Un autre orateur, M. Kennedy, a abondé dans le même sens. L'échec de la grève des mineurs vient, d'après lui, du manque de force politique. Le syndicalisme qui se désintéresse du parlementarisme n'est que de l'anarchisme réchauffé. A l'opposé, M. Quelch faisait remarquer que cette sorte de blâme à l'égard des syndicats serait considéré par eux comme une impertinence et que ceux-ci ne souffriraient pas qu'on porte atteinte à leur autonomie et qu'on se mêle de leurs affaires.

Les dirigeants de l'Indépendent Labour party tinrent le même langage, à leur congrès de Merthyr. Le président Anderson assignait pour tâche aux partis socialistes d'apprendre aux ouvriers à voter. C'est le bulletin de vote qui leur ouvrira la porte de la liberté économique. Mais les syndicalistes anti-parlementaires ou a-parlementaires, à la manière de Tom Mann, estiment que l'action politique ne leur a donné que des déceptions. Ils n'ont pas confiance dans le parlementarisme qu'ils jugent insuffisant.

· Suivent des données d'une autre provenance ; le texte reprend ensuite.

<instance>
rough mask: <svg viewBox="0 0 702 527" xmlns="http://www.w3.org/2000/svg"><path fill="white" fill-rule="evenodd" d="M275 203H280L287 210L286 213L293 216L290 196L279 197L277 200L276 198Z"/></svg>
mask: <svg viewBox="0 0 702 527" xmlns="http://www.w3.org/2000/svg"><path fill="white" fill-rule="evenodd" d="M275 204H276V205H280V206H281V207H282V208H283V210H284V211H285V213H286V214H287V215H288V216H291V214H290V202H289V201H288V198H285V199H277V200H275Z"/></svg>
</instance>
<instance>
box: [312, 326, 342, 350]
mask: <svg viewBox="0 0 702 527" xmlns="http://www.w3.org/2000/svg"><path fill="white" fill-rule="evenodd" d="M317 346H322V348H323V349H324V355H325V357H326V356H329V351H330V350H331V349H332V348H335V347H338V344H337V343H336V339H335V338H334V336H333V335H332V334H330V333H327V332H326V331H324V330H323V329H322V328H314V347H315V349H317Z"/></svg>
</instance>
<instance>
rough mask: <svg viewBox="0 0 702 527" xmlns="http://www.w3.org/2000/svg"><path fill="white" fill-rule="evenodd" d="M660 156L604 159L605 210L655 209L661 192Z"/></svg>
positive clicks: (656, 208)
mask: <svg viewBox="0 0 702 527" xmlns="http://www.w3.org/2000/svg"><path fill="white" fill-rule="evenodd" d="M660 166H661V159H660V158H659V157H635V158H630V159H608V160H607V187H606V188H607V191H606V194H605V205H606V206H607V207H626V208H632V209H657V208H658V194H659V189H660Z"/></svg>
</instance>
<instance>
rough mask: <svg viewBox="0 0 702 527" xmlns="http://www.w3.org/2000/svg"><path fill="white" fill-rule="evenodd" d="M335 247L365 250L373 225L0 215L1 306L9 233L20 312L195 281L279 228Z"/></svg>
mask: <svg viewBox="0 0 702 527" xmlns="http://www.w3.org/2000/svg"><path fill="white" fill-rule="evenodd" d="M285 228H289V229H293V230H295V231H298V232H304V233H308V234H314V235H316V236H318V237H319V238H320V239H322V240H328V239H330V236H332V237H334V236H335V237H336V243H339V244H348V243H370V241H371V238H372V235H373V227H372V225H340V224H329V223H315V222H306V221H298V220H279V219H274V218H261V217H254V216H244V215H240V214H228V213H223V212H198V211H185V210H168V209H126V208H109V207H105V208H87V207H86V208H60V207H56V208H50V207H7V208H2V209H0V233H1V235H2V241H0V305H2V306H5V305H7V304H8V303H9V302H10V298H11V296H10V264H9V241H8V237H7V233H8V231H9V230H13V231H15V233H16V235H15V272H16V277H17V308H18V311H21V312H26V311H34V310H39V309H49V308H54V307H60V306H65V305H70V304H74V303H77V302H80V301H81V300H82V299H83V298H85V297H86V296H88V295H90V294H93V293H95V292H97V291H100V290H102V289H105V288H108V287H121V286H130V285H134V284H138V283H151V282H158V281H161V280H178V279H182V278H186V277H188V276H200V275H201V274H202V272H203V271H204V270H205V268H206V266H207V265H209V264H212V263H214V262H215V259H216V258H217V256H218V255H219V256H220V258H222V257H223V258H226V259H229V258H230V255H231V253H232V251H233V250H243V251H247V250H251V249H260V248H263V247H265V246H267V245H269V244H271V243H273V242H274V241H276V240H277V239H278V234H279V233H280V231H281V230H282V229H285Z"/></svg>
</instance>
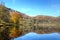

Les socialistes ne peuvent exercer d'influence sur la législation qu'en s'alliant avec le libéralisme démocratique. C'est justement cette alliance trop étroite que répudient à la fois les socialistes et les syndicalistes elle est du reste assez précaire, comme le prouve l'élection d'Hanley. Il s'agissait de remplacer un député ouvrier décédé, Enoch Edwards, que les libéraux avaient fait élire à la Chambre des Communes et qui avait obtenu 8.343 voix. Cette fois les libéraux opposèrent un de leurs candidats au candidat du parti ouvrier. En matière de représailles, les 42 députés ouvriers devaient quitter le parlement pendant la campagne électorale afin d'affaiblir la majorité libérale. Le candidat libéral élu obtint 6.647 voix, le conservateur 5.993, et le candidat ouvrier seulement 1.694 voix. Ce résultat prouve que nombre de candidats ouvriers n'entrent à la Chambre que par le bon plaisir des libéraux qui les tiennent sous leur dépendance, ce qui faisait dire à

Macdonald, le chef parlementaire du parti ouvrier, qu'il espérait bien que le parti perdrait tous les mandats qu'il doit aux libéraux. A ce prix seulement, il sera indépendant, et les socialistes pourront l'organiser en dehors de la phraséologie et de l'idéologie bourgeoises (1).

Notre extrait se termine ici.